I did the same thing years ago in a 180 gallon tank, only with smaller less expensive tropheus... once they start dying off with bloat it can be very difficult to stop. I haven't kept a tropheus in years now.


----------



## Guest (May 5, 2007)

I almost wonder if I should try a 2 trio of fossies, a 2 trio of buccos? Just never enough tank space. Someday 500gal would be awsome


----------



## Fogelhund (Dec 3, 2002)

In my experiences, Buccochromis are a very aggressive Hap.


----------



## ReptileJK (Apr 5, 2007)

I've got T. nigriventer, and they are in my top three favs. Also have some Champsochromis, which I also absolutely love. I'd go with those, personally. The Champs are largest and definately aggressive. I have a feeling, though, that if the Tyrants were larger....they'd be just as bad.
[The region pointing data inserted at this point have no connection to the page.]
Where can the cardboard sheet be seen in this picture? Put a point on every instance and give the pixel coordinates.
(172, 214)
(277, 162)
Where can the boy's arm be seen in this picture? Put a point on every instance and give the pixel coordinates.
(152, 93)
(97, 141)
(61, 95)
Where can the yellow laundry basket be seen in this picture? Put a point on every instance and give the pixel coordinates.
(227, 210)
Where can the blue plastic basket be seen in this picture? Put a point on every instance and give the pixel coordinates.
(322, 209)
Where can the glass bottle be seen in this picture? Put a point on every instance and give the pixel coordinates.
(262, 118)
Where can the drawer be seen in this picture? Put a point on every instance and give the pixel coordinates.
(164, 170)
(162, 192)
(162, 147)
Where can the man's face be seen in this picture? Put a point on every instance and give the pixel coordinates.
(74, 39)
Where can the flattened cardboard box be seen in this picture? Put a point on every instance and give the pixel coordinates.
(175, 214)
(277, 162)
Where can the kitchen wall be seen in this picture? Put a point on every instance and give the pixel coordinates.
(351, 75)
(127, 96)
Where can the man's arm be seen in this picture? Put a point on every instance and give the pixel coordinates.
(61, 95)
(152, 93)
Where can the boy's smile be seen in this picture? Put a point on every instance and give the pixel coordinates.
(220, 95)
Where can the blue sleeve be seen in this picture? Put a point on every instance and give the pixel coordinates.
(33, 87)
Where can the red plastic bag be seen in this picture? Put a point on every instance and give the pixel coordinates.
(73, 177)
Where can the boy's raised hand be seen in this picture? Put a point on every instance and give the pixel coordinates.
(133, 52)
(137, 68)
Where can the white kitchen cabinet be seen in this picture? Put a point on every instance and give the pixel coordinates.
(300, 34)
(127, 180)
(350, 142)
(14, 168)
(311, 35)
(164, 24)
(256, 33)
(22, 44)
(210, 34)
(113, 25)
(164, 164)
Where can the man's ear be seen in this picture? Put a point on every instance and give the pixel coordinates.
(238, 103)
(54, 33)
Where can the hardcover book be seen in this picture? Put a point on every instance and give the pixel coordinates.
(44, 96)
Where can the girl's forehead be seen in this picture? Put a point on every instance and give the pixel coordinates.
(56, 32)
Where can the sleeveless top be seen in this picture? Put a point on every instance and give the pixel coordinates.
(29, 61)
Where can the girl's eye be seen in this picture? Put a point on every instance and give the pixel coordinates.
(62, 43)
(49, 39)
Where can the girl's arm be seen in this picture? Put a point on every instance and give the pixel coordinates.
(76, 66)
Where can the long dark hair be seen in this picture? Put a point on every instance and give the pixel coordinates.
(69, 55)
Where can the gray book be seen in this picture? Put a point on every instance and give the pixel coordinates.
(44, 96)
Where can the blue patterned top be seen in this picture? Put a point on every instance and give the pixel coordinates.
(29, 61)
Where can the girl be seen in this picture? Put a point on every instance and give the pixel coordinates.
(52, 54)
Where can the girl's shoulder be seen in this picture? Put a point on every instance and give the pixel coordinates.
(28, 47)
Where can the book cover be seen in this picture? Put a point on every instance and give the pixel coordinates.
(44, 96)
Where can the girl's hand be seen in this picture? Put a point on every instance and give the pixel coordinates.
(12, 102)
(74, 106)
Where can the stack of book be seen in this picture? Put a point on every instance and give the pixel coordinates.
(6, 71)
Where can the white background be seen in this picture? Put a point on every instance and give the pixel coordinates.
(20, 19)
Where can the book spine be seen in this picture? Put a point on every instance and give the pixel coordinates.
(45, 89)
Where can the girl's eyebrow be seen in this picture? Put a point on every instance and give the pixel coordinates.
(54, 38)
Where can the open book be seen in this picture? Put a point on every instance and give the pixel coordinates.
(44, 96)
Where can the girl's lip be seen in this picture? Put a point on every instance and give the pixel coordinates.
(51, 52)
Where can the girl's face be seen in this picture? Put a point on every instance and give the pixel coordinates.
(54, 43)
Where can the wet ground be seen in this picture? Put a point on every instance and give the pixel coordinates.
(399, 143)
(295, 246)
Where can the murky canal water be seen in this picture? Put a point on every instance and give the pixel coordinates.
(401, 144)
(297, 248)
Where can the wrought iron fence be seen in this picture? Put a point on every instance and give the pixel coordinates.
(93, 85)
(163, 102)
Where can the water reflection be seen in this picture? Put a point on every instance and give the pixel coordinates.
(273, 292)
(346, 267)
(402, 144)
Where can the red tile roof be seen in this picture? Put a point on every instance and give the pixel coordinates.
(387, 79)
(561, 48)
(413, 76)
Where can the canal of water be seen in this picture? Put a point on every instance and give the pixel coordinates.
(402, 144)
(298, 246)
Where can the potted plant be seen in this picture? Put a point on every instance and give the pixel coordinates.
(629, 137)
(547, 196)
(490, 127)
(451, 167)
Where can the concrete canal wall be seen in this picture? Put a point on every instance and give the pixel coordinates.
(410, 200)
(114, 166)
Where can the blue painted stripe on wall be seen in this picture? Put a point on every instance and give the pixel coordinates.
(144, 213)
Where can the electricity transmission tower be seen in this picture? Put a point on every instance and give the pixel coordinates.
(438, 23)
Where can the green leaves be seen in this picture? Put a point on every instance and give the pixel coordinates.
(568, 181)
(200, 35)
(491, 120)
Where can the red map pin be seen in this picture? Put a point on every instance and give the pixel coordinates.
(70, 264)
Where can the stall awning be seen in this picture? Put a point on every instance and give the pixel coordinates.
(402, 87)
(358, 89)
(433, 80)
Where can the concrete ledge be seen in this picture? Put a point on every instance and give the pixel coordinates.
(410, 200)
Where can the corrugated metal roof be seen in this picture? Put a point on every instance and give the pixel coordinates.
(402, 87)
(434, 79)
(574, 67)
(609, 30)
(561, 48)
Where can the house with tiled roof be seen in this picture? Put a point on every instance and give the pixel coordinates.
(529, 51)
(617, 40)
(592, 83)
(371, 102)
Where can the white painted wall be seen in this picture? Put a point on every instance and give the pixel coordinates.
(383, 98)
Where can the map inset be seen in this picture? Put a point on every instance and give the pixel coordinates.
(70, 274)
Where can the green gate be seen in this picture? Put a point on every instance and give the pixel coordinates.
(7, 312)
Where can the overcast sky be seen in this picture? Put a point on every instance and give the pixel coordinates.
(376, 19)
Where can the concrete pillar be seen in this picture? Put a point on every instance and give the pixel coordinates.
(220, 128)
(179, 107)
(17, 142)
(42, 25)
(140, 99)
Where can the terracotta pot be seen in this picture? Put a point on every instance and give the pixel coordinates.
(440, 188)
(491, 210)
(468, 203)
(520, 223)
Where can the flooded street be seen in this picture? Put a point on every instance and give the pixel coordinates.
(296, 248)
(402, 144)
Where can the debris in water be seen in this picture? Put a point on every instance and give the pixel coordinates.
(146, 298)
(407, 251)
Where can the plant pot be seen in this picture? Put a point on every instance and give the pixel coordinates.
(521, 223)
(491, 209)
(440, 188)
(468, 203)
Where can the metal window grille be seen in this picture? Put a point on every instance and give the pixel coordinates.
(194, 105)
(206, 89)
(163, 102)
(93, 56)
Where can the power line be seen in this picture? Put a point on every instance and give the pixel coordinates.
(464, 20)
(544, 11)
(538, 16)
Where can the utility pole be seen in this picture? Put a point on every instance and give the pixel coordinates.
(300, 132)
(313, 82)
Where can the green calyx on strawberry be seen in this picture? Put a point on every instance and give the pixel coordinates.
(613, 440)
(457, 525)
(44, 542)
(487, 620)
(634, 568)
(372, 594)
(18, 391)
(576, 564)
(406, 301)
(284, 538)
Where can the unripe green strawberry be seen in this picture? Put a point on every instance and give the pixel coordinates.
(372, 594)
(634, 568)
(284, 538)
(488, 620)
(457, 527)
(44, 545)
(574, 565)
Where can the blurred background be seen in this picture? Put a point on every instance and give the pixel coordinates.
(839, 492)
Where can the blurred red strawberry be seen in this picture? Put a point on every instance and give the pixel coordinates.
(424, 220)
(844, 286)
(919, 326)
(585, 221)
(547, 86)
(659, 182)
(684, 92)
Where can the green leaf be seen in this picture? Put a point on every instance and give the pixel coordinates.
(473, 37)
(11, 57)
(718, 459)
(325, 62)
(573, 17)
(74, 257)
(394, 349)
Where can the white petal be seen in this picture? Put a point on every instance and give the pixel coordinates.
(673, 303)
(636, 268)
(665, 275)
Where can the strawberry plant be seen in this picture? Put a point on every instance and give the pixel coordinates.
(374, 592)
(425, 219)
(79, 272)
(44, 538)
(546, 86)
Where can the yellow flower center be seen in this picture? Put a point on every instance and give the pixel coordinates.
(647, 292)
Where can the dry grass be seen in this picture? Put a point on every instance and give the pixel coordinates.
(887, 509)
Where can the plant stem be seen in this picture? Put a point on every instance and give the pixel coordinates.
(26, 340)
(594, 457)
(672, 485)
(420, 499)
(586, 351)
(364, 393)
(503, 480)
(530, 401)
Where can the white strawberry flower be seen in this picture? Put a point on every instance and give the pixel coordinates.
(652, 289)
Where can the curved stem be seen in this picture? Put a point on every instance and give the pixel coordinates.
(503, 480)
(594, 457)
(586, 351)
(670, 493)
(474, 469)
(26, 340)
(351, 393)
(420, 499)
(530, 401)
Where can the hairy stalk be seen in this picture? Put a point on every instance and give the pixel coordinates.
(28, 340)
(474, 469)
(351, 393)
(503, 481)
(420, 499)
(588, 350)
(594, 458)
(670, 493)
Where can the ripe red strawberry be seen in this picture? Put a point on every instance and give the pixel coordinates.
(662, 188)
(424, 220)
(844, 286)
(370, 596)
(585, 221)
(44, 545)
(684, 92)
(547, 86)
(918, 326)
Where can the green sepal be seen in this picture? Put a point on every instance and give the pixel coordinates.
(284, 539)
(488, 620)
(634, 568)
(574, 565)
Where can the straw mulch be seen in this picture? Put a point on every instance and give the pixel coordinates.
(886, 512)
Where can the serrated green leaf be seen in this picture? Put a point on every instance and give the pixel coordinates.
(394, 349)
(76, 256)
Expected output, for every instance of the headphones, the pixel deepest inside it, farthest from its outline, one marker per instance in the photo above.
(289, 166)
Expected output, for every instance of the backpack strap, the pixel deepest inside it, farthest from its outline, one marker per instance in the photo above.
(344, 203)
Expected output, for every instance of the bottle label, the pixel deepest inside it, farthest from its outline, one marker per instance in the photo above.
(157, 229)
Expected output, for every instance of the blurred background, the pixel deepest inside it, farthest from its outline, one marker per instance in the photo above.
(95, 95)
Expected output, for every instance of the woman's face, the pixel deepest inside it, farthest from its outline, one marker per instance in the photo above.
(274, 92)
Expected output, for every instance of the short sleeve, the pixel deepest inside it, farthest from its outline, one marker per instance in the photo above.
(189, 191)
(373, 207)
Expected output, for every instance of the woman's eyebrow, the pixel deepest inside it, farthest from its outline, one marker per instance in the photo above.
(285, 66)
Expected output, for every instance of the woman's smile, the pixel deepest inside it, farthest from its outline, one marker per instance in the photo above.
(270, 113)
BTW, you've got a great problem (a huge empty tank and the sky's the limit on what to fill it with....if only I was having that problem right now  ).

Reptile


----------



## Guest (May 8, 2007)

I'm really struggling. I'v gone as far as cut out pics and pasted them next to the tank to scale, to imagine the fish in there as adult sizes. The bigger spieces look alittle crowded. I took the pics and placed them side by sided to compare.









Tough choice.


----------



## Something Fishy (Oct 23, 2002)

Your tank is big enough for any one breeding group and probably two of the less aggressive type. If you do a Buccochromis group then i would suggest many females for one male.

If breeding isn't important to you then you might want to consider an all male setup, that way you could have more variety and color with less aggression.

Good luck! :thumb:


----------